“You knew part of him,” she’d said, cubing cheese. “And that part was true.”
I opened my mouth to argue, to ask how it could possibly be true given what he’d done and what he’d allowed. She put her knife down and strode over to me, grabbing my chin. She smelled like swiss cheese.
“That part was true,” she repeated firmly. “But so was the rest. All the bad stuff. Men in packs can do terrible things, things they wouldn’t have the hate to do alone. It’s no excuse, just something you should know.”
The front door opened. “Grab a vase, Gloria,” Mom called out. “I have enough flowers to open a store.”
But Gloria kept her eyes trained on me, kept gripping my face. “You’ll recognize those men, the ones inclined to their dark side, because they’ll expect you to carry their load. They’ll smother your anger with their pain, they’ll make you doubt yourself, and they’ll tell you they love you the whole time. Some do it big, like Ed, but most do it in quiet steps, like your father.”
My heart was hammering as loud as a bass drum.
“You meet those men, you turn and don’t look back,” she said. “Leave them to it. There’s nothing there for us. We’ve got all the good stuff right here, everything we need.”
She said that last part just as Mom slipped through the amber beads, her color high, her smile enchanting, her beauty almost painful to see. She held a glorious bouquet of sweet pink roses in her gloved hands.
“Those are as gorgeous as you, Connie!” Gloria said, turning to my mom.
I stared at Gloria’s back, realizing that was that. It was all she’d ever say about my dad. I didn’t know how I felt, so I stored it away, for the time being. I still hadn’t shown Gloria Maureen’s diary and didn’t think I would. It would only cause more pain. We wouldn’t ever know who Maureen had been afraid of, Jerome Nillson or Ed Godo.
I suspected it was both men. Maureen had great instincts, even if she wasn’t always able to listen to them, not with all the Pantown rules for girls crowding her thoughts.
Beth decided to enroll at St. Cloud State University rather than attending college in Berkeley. She didn’t feel safe traveling that far from her parents anymore. “For now, anyhow,” she said, during one of her weekly visits. “Not forever. You can’t keep a good woman down.”
I smiled at Beth, but I knew what I’d seen in her eyes back at the cabin. That terrible awareness that life could twist on you in a blink wasn’t something a person could forget. Well, I now knew something about that, too, and I was happy to have Beth around. It gave the world more color.
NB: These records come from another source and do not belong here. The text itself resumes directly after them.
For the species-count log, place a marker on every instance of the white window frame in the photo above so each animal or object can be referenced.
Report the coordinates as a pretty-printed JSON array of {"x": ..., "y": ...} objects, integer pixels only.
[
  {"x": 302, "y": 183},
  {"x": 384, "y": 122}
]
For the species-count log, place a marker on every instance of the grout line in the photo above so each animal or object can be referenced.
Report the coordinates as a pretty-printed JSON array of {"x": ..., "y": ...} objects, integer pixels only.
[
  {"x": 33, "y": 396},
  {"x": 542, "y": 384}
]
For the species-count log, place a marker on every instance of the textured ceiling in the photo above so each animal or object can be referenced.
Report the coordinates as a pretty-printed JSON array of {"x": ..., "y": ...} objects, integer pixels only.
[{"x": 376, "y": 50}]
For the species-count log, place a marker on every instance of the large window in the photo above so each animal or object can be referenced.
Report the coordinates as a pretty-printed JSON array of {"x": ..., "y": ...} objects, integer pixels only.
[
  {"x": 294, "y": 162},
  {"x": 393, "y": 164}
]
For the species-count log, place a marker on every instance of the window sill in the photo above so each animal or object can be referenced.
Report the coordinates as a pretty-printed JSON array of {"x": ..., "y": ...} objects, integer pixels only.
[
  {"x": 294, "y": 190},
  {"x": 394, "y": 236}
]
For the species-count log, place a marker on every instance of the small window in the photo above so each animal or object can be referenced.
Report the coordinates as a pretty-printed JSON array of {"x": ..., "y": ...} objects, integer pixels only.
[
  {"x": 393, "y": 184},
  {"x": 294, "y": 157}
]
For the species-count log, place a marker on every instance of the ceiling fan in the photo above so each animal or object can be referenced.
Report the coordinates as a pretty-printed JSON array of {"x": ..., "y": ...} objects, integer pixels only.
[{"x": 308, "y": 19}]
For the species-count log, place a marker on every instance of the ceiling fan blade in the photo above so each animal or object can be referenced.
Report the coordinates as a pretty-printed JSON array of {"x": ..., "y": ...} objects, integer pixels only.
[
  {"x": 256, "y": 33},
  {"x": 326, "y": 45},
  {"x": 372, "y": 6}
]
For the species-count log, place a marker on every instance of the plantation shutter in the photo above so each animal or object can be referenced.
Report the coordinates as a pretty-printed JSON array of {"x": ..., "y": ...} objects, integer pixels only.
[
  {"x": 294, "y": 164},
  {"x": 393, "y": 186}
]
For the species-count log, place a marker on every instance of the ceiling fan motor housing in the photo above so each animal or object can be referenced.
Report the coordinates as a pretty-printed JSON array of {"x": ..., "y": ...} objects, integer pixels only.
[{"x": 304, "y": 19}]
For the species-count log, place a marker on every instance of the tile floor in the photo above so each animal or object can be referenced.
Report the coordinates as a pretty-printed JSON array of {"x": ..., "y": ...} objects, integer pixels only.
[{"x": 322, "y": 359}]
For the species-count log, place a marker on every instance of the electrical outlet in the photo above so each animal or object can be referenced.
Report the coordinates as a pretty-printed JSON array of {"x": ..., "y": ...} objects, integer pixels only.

I think it helped her to spend time with us, too, even though when she dropped by, she’d rush inside like she’d left a stove on and would need to touch Junie and me—our cheek, a hand, our hair—before she could draw a full breath. Still, every time she came to see us, she was growing stronger. Her muscles were returning, her eyes becoming clearer. She also swore a lot. I didn’t know if she’d always been that way but decided that if anyone deserved to cuss like a sailor on shore leave, it was Beth McCain.
Both Ed and Ricky were dead.
Ricky had drowned, not surfacing until divers came for his body. Beth had taken care of Ed in the basement—Ed, who Agent Ryan established had murdered his first girlfriend in a rage when she told him she was leaving, then kept the look-alike waitress in Saint Paul alive for twenty-four hours, killing her when she tried to escape. Agent Ryan believed Ed had learned from that and was planning to keep Beth indefinitely.
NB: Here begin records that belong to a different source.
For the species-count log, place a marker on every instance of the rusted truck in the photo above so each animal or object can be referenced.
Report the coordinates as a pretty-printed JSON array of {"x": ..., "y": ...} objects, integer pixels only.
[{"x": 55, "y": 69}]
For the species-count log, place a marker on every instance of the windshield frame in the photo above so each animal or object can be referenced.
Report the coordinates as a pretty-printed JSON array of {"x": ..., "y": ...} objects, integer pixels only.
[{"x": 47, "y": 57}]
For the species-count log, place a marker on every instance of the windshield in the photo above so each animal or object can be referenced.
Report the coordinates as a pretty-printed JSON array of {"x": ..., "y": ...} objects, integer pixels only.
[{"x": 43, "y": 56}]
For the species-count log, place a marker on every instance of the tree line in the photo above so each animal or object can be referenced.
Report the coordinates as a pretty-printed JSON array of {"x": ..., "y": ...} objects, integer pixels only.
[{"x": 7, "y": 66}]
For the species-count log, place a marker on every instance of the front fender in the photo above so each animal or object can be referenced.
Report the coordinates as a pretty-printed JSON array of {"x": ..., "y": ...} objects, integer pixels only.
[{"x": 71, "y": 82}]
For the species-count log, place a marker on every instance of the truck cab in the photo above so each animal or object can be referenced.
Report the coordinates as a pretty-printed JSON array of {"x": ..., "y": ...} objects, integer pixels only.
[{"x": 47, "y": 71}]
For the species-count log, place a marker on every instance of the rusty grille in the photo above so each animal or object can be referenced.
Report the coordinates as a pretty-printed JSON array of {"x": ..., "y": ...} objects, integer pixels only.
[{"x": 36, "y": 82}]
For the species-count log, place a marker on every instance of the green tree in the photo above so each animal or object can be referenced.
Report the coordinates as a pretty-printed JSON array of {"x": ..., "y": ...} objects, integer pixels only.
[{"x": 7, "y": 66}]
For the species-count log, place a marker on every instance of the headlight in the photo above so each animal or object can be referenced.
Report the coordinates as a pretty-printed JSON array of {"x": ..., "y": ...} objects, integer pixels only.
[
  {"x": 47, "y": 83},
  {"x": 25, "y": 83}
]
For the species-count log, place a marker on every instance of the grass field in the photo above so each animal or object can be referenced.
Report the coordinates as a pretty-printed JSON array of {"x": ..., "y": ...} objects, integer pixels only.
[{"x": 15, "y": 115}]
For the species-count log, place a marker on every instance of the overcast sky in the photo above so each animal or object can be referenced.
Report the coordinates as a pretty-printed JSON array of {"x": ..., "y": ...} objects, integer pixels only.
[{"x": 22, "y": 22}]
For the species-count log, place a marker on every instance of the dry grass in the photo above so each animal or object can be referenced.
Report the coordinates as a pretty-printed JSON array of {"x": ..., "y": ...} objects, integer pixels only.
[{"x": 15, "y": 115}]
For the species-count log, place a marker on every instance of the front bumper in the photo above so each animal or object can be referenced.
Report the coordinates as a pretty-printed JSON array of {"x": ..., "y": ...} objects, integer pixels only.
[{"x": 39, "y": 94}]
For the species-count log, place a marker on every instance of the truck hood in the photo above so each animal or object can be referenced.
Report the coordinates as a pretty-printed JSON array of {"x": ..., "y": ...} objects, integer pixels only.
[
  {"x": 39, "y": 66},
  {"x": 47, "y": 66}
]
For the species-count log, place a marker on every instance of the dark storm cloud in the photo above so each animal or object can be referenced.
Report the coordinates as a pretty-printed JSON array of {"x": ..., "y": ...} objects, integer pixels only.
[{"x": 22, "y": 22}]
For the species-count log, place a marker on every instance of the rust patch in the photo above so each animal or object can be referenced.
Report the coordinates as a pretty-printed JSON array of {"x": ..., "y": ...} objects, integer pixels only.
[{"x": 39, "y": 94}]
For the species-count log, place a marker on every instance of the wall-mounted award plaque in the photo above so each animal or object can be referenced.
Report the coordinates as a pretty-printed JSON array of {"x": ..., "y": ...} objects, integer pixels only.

The newspapers called Beth “The Heroine Who Saved Herself!” She laughed when she saw that headline, but it wasn’t a happy laugh.
“Wouldn’t have minded some help,” she’d said.
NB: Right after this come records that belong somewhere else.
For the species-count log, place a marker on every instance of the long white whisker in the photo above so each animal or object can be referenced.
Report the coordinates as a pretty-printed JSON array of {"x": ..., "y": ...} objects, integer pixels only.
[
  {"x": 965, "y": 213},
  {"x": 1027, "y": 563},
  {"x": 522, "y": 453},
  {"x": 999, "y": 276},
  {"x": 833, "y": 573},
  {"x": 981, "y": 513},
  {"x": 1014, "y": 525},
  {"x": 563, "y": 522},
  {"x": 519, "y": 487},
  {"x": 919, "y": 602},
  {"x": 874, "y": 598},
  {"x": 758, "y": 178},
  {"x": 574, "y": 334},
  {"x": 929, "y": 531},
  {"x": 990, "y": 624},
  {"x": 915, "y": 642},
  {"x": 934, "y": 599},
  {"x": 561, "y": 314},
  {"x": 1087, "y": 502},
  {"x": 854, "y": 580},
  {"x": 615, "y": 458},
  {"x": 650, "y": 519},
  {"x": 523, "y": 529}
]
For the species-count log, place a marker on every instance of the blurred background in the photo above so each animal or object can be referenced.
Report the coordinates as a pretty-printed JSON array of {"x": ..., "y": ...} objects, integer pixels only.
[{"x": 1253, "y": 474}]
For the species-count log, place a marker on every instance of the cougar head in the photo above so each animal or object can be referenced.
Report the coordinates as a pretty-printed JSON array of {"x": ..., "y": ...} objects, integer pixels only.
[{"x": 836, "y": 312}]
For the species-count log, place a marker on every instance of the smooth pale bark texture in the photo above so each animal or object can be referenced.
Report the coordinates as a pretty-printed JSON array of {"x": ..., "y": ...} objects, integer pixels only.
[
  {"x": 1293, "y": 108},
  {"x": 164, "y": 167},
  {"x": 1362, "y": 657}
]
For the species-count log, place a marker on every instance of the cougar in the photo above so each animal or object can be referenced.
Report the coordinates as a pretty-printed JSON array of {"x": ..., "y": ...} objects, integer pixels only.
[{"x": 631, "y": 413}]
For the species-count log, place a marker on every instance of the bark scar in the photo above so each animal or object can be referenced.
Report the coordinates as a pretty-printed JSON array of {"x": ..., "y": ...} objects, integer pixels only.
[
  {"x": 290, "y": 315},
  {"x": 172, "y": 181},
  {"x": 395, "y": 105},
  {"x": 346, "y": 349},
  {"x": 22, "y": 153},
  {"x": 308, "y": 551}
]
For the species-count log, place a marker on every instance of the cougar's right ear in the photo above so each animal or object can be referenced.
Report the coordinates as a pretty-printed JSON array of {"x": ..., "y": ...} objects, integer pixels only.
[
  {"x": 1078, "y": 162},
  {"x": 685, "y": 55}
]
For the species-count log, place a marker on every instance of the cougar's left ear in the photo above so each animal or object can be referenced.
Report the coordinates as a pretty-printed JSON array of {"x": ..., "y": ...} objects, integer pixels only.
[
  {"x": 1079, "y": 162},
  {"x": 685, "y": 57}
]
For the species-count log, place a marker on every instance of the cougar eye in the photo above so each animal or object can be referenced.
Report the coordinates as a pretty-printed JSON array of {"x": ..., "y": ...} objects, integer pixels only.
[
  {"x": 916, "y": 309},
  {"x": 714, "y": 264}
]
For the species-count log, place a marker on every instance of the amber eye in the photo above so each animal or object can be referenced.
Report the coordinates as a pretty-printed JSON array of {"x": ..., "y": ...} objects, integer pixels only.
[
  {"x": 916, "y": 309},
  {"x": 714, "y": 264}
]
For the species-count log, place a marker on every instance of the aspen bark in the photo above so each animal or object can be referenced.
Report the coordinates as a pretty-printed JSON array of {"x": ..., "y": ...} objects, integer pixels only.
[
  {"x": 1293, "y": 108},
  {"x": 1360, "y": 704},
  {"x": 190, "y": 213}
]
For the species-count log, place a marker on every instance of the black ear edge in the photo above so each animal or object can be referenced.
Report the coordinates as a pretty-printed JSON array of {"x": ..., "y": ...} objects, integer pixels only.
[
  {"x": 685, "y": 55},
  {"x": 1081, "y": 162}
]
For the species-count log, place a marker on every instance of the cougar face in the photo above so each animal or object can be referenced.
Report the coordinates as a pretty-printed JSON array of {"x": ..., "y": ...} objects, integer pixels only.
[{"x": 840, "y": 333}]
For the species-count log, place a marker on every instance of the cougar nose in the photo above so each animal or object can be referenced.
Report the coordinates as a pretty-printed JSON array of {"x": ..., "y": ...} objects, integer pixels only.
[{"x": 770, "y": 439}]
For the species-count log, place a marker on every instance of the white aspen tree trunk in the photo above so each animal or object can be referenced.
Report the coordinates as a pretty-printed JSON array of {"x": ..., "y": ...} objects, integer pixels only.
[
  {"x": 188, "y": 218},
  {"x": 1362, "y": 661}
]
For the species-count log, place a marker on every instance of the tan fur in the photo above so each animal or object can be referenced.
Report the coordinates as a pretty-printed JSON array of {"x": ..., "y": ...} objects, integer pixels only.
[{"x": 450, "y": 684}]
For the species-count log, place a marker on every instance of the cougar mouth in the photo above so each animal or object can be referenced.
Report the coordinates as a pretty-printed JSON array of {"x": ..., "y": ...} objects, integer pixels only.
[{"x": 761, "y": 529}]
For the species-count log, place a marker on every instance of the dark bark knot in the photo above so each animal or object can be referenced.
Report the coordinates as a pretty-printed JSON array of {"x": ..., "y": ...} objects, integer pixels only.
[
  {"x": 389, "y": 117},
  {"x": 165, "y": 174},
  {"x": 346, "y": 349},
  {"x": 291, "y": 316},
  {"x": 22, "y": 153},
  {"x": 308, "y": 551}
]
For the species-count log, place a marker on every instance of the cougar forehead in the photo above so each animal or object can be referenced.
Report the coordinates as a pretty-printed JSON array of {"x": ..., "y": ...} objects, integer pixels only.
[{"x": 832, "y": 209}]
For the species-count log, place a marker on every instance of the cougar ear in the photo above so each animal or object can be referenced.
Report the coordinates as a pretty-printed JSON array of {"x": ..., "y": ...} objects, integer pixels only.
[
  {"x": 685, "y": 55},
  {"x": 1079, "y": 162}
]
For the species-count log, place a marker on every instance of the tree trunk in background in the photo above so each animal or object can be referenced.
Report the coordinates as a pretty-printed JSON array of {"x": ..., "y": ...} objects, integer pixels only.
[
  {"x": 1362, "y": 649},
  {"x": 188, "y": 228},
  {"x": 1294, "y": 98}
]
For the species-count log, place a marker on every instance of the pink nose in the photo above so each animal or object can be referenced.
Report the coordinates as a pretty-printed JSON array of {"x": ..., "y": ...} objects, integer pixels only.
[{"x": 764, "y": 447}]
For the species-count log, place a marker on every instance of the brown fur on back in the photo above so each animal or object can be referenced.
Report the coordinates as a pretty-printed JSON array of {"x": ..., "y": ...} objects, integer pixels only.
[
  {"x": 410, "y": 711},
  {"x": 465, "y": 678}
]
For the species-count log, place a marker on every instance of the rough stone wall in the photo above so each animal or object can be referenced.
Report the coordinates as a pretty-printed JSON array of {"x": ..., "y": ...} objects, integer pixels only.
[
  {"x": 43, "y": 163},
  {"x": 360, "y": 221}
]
Sometimes Beth, Junie, and me just sat on the couch and were all quiet in the warmth of each other. Other times, Beth’d beg me to play drums, so I’d haul her and Junie over to Gloria’s, and we’d pick up Claude on the way. We’d open the garage and fire up the lava lamps. I’d pound away while Junie shook the tambourine, Claude twanged the triangle, and Elizabeth danced. No one played bass or sang. I wasn’t ready for that yet. I did my best to keep my face happy, but sometimes it split my chest open how bad it hurt to be in the garage without Brenda and Maureen. I think Claude felt it, too, because sometimes he’d come over and hug me when I needed it the most.
We were officially dating now. It’d been weird at first. Until we finally kissed. I’d been all tense, but then Claude’s warm lips met mine, his tasting sweet like 7UP and sending bubbles all the way to my toes. I felt so safe that I cried. A lot of other guys would have freaked out at that. Not Claude. He cried right along with me.